Partindo para a ampliação de possibilidades de
improvisação na escuta e outras práticas
musicais, sugerimos que o professor
pense em articular a escuta musical por meio de exemplos
vocais que deem margem
à improvisação. A própria peça utilizada no exemplo anterior pode ser
interessante
(Aria – John Cage), pensando em Pierrot Lunaire A rnold
Schoenberg e outras peças
de compositores do século XX, ou ainda práticas
improvisativas-vocais da música popular (por
exemplo, improvisações vocais do
cantor e compositor Ed Motta e práticas vocais que utilizam o
yodellin).
Uma ampliação destas atividades de improvisação para
espaços virtuais pode ser pensada
pela utilização da aplicação Kandinsky do Chrome
Music Lab (disponível em:
<https://musiclab.chro
meexperiments.com/Kandinsky/>):
Figura 2 – Exploração
visual-sonora na aplicação Kandinsky do Chrome Music Lab
Fonte:
Elaborado por Toni, 2020, com Chrome Music Lab.

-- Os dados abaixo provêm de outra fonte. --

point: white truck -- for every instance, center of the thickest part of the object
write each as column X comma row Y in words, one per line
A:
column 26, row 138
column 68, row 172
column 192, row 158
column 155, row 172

Nesta aplicação do Chrome Music Lab, é possível
desenhar algumas imagens que são
reproduzidas por diferentes timbres de
instrumentos. O nome da aplicação e o estilo de desenho
fazem referência ao
pintor Wassily Kandinsky, que também ficou conhecido por tentar reproduzir
em
suas pinturas elementos musicais, como os elementos das composições de Arnold
Schoenberg. Esta aplicação possibilita improvisações por meio de uma plataforma
digital
interessante de trabalhar com os alunos. Lembre-se de que outros
aplicativos, sites e recursos
tecnológicos e virtuais podem ser utilizados nas
aulas de música. Inclusive, uma ampliação dessa
proposta de atividade pode ser
pensada com base em improvisações vocais e instrumentais
baseadas em diferentes
pinturas. Para isso, pense em escolhas apropriadas ao conteúdo
trabalhado pelo
professor de música. Possíveis exemplos de pinturas para explorar em
improvisações vocais-instrumentais em contextos individuais e coletivos são: Composição
VII e
Composição VIII de Kandinsky; New Harmony de Paul Klee;
O Mamoeiro de Tarsila do Amaral;
Nenúfares de Claude Monet; entre
outras que podem ser exploradas com um olhar interdisciplinar.
FINALIZANDO
Recapitulando, nesta aula estudamos a respeito da
natureza musical das crianças em seu
desenvolvimento musical, o que permitiu
algumas discussões a respeito da improvisação no
balbucio dos recém-nascidos,
no canto espontâneo das crianças e nas explorações sonoro-
musicais das crianças
ao aprenderem canções. O tema da improvisação na educação musical
conduziu
nossas discussões para a exploração do mundo sonoro, a apreciação/escuta
musical e a
utilização do corpo. Por fim, a proposição prática ao final de nossa
aula nos permitiu estabelecer
paralelos com os assuntos estudados.